Créé en 1992, le concept d'agences immobilières à vocation sociale (AIVS) s'impose progressivement. En 10 ans, elles ont logé quelque 15.000 personnes, dont la moitié vivent avec les minima sociaux.

Louer aux ménages très démunis peut être une bonne affaire pour des propriétaires privés. C'est en tout cas ce qu'affirment les agences immobilières à vocation sociale (AIVS), qui souhaitent mieux se faire connaître alors que la crise du logement atteint, disent-elles, la cote d'alerte.

"La situation du logement en France est catastrophique, on n'aura jamais construit aussi peu de logements sociaux depuis 1954, entre 18.000 et 30.000 en 2003", a affirmé jeudi Patrick Doutreligne, de la Fondation abbé Pierre, lors d'une conférence de presse organisée par le réseau des AIVS.

"Les prix du locatif privé flambent sur toute la France, ajoute-t-il, et les plus pauvres, qui ne trouvent pas de logements HLM, ne peuvent pas prétendre au privé". D'autant que l'offre locative diminue car, les prix de la pierre ayant fortement augmenté, les propriétaires préfèrent vendre leurs logements vacants plutôt que courir les risques de la location.
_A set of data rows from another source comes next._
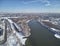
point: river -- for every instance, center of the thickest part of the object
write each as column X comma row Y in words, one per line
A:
column 41, row 36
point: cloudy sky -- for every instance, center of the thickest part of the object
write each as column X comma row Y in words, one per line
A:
column 30, row 6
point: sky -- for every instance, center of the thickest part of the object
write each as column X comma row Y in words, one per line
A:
column 30, row 6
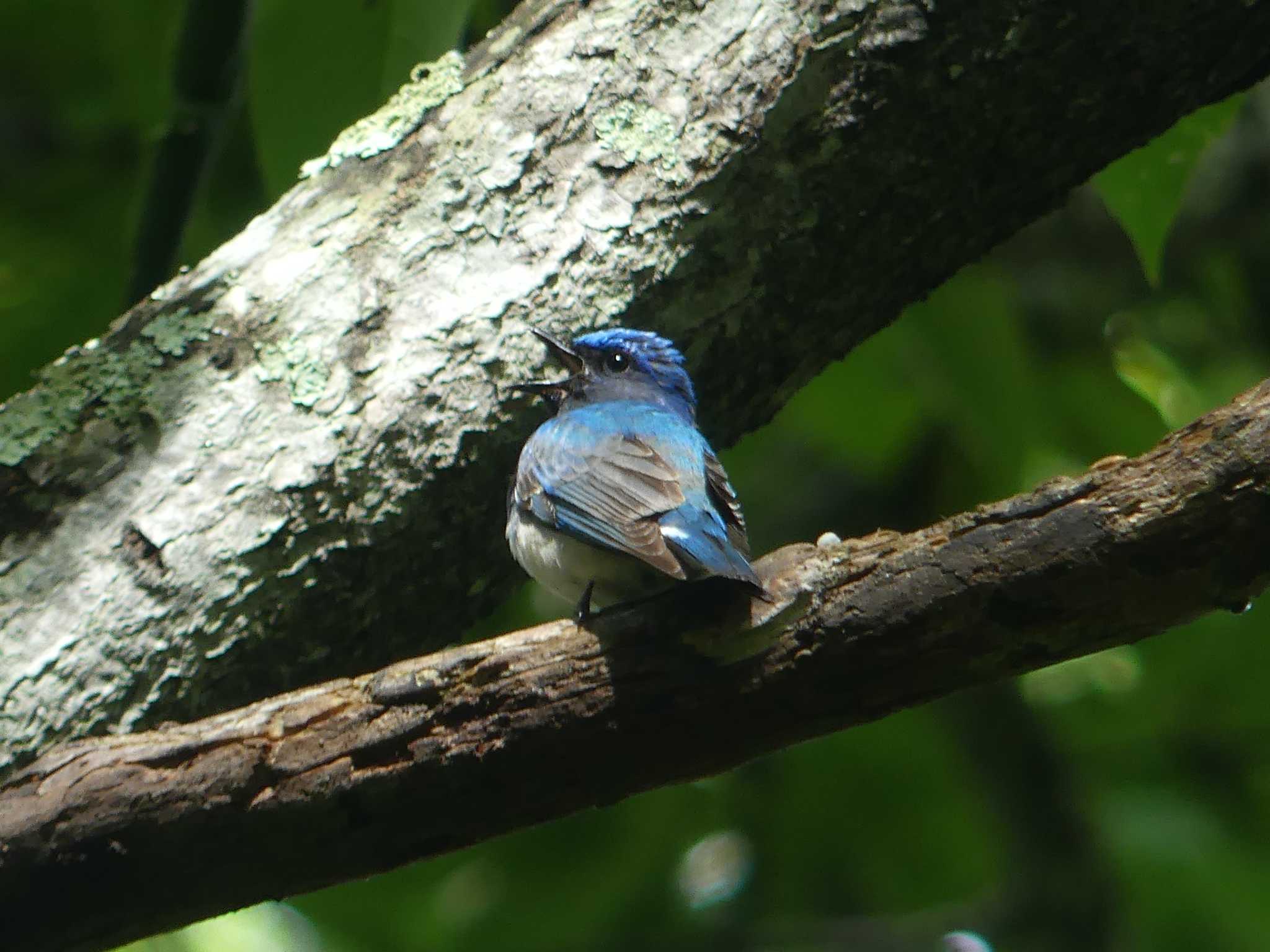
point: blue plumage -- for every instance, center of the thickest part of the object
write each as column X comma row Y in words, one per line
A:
column 620, row 494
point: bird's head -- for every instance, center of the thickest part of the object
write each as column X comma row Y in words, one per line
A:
column 619, row 364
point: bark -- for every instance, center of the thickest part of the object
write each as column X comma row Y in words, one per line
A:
column 271, row 470
column 432, row 754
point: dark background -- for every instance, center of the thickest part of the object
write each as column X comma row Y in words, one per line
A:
column 1119, row 801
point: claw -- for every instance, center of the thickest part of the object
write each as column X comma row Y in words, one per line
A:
column 582, row 614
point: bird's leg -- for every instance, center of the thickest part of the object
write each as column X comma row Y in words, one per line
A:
column 582, row 614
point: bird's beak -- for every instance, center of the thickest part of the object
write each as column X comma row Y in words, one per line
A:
column 567, row 357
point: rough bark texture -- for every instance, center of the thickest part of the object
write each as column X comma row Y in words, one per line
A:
column 272, row 469
column 148, row 832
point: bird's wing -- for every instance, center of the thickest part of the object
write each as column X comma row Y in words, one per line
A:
column 726, row 503
column 607, row 493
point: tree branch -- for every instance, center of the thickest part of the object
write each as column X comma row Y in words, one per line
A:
column 429, row 756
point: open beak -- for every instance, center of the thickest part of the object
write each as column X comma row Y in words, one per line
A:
column 567, row 357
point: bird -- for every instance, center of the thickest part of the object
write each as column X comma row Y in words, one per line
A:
column 619, row 495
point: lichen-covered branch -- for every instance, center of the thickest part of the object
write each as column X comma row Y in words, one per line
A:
column 146, row 832
column 269, row 471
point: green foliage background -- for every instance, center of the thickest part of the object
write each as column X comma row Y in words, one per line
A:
column 1119, row 801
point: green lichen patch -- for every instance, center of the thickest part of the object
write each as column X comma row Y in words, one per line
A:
column 642, row 134
column 431, row 86
column 111, row 385
column 173, row 333
column 293, row 363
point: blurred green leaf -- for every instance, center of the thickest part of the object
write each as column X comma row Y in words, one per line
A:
column 420, row 31
column 315, row 69
column 1146, row 188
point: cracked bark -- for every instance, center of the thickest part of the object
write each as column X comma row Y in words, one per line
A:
column 266, row 472
column 436, row 753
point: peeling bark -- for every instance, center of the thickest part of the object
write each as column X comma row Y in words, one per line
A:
column 427, row 756
column 272, row 469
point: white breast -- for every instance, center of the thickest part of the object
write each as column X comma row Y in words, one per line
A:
column 564, row 565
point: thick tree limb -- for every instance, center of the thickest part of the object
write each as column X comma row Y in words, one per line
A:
column 266, row 474
column 432, row 754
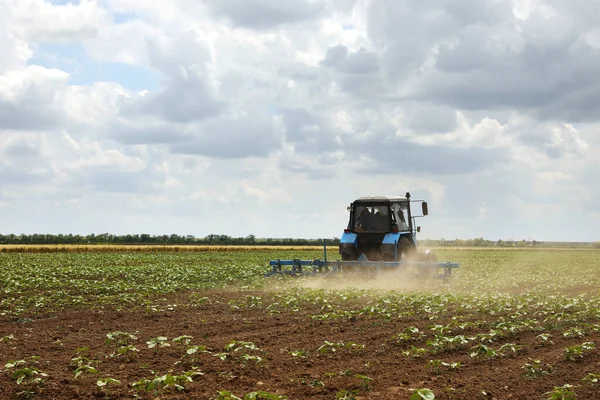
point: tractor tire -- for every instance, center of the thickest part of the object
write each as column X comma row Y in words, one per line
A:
column 406, row 249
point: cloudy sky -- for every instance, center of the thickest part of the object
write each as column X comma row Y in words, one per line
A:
column 269, row 117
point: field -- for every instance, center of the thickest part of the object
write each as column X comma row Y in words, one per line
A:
column 511, row 324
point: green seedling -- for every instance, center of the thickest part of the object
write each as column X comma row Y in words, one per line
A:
column 158, row 343
column 366, row 381
column 574, row 353
column 183, row 340
column 591, row 378
column 25, row 374
column 346, row 394
column 563, row 392
column 226, row 395
column 536, row 369
column 422, row 394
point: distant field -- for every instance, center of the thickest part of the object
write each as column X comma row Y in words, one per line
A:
column 208, row 325
column 110, row 248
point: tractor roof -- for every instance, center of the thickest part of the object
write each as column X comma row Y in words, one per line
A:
column 380, row 199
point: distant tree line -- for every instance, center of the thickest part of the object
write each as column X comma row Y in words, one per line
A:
column 214, row 239
column 147, row 239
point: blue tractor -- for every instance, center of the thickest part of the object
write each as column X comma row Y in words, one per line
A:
column 382, row 229
column 380, row 236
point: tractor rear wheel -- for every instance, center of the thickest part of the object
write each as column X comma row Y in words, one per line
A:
column 406, row 248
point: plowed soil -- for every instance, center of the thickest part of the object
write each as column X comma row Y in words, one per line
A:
column 377, row 371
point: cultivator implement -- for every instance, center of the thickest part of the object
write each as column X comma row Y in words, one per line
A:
column 382, row 228
column 298, row 267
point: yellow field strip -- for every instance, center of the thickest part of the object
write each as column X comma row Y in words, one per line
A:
column 52, row 248
column 91, row 248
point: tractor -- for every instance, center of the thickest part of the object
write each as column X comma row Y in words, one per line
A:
column 380, row 236
column 383, row 229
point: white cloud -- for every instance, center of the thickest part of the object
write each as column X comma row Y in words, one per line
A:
column 284, row 112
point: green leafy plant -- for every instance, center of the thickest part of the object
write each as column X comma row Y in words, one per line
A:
column 158, row 343
column 563, row 392
column 23, row 373
column 226, row 395
column 536, row 369
column 422, row 394
column 591, row 378
column 574, row 353
column 344, row 394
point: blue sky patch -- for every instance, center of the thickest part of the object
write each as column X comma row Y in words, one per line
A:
column 121, row 18
column 84, row 70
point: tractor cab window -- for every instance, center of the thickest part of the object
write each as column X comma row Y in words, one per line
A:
column 375, row 218
column 399, row 217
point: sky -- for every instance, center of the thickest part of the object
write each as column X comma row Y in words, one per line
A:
column 270, row 117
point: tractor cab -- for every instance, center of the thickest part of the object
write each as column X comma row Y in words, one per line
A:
column 379, row 228
column 379, row 216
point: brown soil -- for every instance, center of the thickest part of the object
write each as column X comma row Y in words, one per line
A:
column 55, row 338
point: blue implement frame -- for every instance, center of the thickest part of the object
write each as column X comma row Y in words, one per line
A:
column 314, row 267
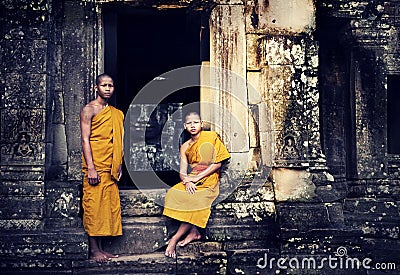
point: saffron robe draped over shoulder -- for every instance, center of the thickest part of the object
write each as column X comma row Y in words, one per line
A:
column 101, row 202
column 195, row 208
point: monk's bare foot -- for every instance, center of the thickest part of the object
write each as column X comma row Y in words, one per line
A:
column 98, row 257
column 193, row 235
column 109, row 255
column 170, row 251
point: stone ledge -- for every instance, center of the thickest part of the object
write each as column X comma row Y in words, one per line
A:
column 155, row 263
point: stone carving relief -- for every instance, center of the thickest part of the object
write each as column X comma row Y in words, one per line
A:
column 289, row 149
column 65, row 206
column 21, row 135
column 162, row 129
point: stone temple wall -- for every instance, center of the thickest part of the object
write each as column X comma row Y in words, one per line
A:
column 318, row 120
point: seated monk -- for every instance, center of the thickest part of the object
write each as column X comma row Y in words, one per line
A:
column 190, row 200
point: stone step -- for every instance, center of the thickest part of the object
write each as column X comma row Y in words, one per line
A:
column 143, row 235
column 156, row 263
column 42, row 252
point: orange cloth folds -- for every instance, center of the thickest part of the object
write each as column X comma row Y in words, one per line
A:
column 195, row 208
column 101, row 203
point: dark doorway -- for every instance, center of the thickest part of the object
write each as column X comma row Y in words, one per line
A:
column 141, row 44
column 393, row 118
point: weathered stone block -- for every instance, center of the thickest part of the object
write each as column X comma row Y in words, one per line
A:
column 157, row 263
column 13, row 188
column 297, row 16
column 25, row 56
column 283, row 50
column 142, row 203
column 45, row 245
column 231, row 232
column 293, row 185
column 31, row 207
column 36, row 5
column 140, row 236
column 63, row 200
column 256, row 88
column 16, row 225
column 25, row 91
column 243, row 213
column 303, row 217
column 228, row 51
column 22, row 173
column 253, row 53
column 252, row 261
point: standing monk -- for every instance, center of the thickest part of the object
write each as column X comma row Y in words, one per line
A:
column 102, row 131
column 190, row 200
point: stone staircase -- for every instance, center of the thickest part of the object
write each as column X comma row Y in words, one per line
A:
column 241, row 228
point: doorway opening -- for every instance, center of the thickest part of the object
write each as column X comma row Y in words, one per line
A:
column 139, row 45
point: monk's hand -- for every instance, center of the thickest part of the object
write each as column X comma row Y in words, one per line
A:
column 190, row 187
column 119, row 172
column 93, row 177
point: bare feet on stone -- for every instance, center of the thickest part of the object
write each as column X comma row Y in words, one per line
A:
column 170, row 251
column 109, row 255
column 193, row 235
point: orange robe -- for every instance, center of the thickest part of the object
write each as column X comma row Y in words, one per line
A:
column 101, row 203
column 195, row 208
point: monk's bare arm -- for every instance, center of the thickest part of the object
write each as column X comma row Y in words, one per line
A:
column 208, row 171
column 86, row 116
column 183, row 162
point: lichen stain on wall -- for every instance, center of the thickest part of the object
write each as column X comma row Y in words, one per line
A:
column 293, row 185
column 296, row 16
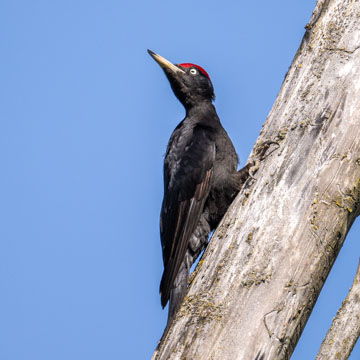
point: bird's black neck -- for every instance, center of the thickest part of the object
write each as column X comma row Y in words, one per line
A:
column 203, row 113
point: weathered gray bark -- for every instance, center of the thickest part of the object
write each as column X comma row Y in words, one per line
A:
column 345, row 328
column 264, row 268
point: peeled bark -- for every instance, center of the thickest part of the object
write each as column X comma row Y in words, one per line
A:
column 263, row 270
column 345, row 328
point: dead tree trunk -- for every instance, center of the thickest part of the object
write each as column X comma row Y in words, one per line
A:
column 264, row 268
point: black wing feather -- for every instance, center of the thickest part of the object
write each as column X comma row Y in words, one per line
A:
column 187, row 184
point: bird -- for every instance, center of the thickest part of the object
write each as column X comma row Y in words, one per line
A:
column 201, row 179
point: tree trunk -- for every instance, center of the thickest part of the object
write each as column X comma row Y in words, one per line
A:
column 263, row 270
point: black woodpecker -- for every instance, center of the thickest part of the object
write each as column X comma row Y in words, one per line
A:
column 200, row 178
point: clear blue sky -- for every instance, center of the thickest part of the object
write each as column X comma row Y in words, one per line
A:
column 85, row 118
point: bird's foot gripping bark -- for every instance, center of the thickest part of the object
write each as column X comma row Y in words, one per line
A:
column 261, row 153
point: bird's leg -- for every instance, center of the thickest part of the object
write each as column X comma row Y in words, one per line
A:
column 196, row 245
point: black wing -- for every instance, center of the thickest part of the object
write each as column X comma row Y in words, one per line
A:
column 187, row 173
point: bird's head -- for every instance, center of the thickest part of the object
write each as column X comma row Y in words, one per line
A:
column 191, row 83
D'où l'idée de concilier les intérêts des uns et des autres en proposant à des propriétaires, contre un loyer plus faible d'environ 30% de celui du marché, mais avec des garanties, de louer à des familles modestes.

"Les propriétaires qui s'adressent à nous ont souvent eu une mauvaise expérience: locataires mauvais payeurs ou dégradations", affirme Emma Blazy, qui dirige la jeune agence immobilière de Seine-Saint-Denis.

Ce sont souvent aussi des retraités qui quittent leur domicile pour la province et louent pour la première fois, ou des personnes qui héritent d'un logement, ou encore qui ne savent pas que faire d'un logement dégradé.
Les trois quarts des propriétaires qui s'adressent aux AIVS louent pour la première fois.

L'agence à vocation sociale leur apporte une aide pour la réalisation de travaux, en les informant sur les aides publiques mobilisables (crédits de l'Agence nationale pour l'amélioration de l'habitat-ANAH, primes des collectivités...).

S'il accepte de louer à des personnes en difficulté, le propriétaire bénéficie par ailleurs d'exonérations fiscales (abattement de 6 à 60% sur les revenus). Enfin, l'AIVS offre des garanties en cas d'impayés de loyers ou de dégradations.

"On assure d'autres services, dit Emma Blazy. Je visite par exemple deux fois par an les logements, je maintiens des contacts réguliers avec les locataires et les propriétaires". En lien avec les services sociaux, elle est en mesure de prévenir et gérer les risques locatifs.

La FAPIL (Fédération des associations pour la promotion et l'insertion par le logement), qui regroupe ces administrateurs de biens un peu particuliers, souhaite pouvoir identifier les propriétaires des deux millions de logements vacants, explique son président André Gachet. "Beaucoup pourraient être convaincus de nous louer leurs appartements", dit-il.

Les associations souhaitent aussi négocier avec le gouvernement un dispositif de "Conventionnement de solidarité": "il n'est pas déraisonnable, souligne Patrick Doutreligne, de demander à un propriétaire d'au moins cinq logements, d'en consacrer un au logement social contre une mesure de défiscalisation des revenus locatifs".
Une trentaine d'AIVS ont été créées en dix ans en France, gérant plus de 7.000 logements. 70% des 15.000 ménages qui ont eu recours à une AIVS, louaient pour la première fois de leur vie. La moitié des locataires vit avec les minima sociaux.